Qraft

How Smartphones Changed 'Scanning' Forever

Scanning Was Once Expert-Only

Before smartphones, reading patterns required dedicated scanners costing tens of thousands of yen - tools only for factory workers, logistics staff, and hospital employees. The 2007 iPhone put a high-performance camera, processing power, and internet connection in everyone's pocket.

2017: The Tipping Point

Apple's iOS 11 added native pattern scanning to the standard Camera app - no app install needed. This 'zero-step' experience exploded usage. Google followed with Android. The entire global smartphone user base could now scan patterns.

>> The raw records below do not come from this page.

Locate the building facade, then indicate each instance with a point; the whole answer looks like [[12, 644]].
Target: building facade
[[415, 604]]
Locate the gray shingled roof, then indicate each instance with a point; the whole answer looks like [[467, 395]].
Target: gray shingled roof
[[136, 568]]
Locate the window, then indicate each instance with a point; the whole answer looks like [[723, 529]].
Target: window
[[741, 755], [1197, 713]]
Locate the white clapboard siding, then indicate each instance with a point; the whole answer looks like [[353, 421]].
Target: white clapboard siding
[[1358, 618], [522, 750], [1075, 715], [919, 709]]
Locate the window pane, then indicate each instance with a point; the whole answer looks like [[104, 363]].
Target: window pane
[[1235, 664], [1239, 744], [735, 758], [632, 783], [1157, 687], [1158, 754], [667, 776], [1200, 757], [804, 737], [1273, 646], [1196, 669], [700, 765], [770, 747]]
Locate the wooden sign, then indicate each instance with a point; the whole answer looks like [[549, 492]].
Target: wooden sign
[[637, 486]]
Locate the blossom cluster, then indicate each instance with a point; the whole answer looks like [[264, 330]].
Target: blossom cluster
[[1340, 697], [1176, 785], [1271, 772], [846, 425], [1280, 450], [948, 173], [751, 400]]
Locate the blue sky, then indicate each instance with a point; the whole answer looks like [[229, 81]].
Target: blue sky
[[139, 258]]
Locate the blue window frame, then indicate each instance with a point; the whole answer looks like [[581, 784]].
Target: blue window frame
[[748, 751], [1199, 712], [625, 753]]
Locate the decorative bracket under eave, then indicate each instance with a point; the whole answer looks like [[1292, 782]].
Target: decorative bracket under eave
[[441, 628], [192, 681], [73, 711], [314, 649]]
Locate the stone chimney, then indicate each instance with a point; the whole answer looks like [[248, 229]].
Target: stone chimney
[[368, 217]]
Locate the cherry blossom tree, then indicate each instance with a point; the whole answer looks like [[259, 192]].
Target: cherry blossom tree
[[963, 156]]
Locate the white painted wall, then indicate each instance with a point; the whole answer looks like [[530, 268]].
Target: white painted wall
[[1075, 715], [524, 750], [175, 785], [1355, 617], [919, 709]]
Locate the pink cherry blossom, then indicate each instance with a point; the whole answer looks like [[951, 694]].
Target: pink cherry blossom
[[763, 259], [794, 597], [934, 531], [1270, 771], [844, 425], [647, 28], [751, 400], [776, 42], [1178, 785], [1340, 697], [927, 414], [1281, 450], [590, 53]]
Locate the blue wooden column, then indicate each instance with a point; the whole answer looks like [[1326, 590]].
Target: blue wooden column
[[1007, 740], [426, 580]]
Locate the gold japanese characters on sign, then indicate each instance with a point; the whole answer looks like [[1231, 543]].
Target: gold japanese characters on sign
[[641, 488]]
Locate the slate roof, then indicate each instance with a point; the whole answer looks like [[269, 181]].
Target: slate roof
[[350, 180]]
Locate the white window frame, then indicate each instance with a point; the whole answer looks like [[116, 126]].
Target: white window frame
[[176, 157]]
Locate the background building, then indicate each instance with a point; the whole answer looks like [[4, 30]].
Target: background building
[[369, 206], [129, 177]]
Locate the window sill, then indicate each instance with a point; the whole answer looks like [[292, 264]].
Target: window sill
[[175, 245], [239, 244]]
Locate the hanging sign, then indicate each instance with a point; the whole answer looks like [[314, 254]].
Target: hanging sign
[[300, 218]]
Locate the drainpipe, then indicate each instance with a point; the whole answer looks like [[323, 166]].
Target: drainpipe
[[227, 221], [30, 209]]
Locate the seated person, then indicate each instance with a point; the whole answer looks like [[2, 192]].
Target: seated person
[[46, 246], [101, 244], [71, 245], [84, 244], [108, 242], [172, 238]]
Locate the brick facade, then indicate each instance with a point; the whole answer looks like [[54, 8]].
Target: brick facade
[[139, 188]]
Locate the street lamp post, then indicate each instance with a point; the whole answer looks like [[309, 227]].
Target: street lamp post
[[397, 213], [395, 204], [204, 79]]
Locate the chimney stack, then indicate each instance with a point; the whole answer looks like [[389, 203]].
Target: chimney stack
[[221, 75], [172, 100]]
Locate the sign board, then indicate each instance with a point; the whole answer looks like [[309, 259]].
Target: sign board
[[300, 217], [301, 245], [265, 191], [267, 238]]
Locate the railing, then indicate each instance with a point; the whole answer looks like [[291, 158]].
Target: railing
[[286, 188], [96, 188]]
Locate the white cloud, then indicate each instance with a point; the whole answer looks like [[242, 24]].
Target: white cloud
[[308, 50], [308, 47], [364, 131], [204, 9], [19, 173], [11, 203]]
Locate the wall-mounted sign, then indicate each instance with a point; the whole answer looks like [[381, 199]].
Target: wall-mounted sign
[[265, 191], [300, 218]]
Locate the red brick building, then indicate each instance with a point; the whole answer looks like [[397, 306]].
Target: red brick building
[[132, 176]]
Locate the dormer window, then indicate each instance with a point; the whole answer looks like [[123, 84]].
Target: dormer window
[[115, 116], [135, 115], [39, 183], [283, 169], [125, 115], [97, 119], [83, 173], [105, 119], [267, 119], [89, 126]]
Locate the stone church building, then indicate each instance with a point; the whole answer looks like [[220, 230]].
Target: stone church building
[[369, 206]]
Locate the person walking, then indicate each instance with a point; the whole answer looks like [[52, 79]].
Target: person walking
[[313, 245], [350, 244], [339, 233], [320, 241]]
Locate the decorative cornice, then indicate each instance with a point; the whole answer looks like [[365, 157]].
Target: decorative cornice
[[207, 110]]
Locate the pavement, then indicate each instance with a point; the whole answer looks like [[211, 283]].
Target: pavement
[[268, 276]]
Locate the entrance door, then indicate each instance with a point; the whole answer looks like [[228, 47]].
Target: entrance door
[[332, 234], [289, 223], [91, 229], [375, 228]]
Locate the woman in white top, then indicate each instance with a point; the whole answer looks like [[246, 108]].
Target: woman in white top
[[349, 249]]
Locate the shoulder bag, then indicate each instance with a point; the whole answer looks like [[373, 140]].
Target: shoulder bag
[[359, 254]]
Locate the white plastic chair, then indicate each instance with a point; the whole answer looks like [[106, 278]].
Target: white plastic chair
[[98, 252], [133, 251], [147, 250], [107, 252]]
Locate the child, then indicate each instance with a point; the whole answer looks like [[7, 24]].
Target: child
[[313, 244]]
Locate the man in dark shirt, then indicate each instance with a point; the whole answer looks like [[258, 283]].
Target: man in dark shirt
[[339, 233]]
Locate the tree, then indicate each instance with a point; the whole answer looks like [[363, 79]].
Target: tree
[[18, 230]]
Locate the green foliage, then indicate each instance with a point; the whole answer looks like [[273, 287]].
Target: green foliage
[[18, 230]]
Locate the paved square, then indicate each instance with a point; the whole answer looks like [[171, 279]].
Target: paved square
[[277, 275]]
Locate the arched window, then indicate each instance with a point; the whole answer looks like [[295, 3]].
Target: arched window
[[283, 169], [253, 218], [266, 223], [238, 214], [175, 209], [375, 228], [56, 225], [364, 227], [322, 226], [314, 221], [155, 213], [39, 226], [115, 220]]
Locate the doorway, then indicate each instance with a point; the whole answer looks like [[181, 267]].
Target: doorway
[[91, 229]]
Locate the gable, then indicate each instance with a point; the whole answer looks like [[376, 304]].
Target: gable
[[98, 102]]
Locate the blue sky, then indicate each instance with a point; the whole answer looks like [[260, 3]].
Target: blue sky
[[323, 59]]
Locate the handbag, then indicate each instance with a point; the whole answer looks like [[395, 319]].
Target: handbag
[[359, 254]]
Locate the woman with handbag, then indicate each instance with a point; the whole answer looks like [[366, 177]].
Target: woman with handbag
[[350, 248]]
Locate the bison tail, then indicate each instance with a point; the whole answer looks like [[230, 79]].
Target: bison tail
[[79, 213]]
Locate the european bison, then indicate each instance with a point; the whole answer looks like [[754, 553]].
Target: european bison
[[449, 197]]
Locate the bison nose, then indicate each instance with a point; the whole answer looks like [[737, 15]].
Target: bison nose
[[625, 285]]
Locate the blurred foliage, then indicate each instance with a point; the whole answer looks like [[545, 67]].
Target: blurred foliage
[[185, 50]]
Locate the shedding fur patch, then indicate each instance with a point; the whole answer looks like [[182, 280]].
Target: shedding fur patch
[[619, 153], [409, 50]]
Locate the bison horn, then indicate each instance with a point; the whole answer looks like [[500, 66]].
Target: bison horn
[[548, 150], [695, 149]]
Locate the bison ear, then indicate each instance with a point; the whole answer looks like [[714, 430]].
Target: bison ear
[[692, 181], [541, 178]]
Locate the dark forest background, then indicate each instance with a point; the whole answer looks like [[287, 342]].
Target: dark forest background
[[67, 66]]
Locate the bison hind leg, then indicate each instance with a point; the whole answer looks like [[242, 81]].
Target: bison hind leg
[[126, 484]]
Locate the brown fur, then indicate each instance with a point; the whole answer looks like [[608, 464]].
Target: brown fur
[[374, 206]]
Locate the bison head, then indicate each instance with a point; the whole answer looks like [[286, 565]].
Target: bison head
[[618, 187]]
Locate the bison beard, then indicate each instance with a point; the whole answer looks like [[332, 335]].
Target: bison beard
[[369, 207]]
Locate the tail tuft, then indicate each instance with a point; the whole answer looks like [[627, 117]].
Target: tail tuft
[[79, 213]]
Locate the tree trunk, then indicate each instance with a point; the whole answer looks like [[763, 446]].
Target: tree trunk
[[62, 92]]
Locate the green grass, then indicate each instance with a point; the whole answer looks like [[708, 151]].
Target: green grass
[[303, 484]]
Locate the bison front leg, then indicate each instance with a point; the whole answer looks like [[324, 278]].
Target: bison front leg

Smartphone Penetration Equals Scanning Capability

Global smartphone penetration reached 68% (5.5 billion people) in 2024. In developing countries, smartphone-based pattern payments (Kenya's M-Pesa, India's UPI) gave hundreds of millions their first access to financial services - no ATMs or card readers needed.

Things Impossible Before Smartphones

Restaurant menu scanning, coupon retrieval from flyers, instant contact saving from business cards - all require universal scanner ownership. The flip side: those without smartphones are excluded, creating digital divide concerns.

Next: AR Glasses?

AR glasses (Apple Vision Pro, Meta Ray-Ban) could eliminate even the 'take out phone' step, automatically reading patterns in your field of view. But price, battery life, and social acceptance challenges mean smartphones will remain the primary scanner for years to come.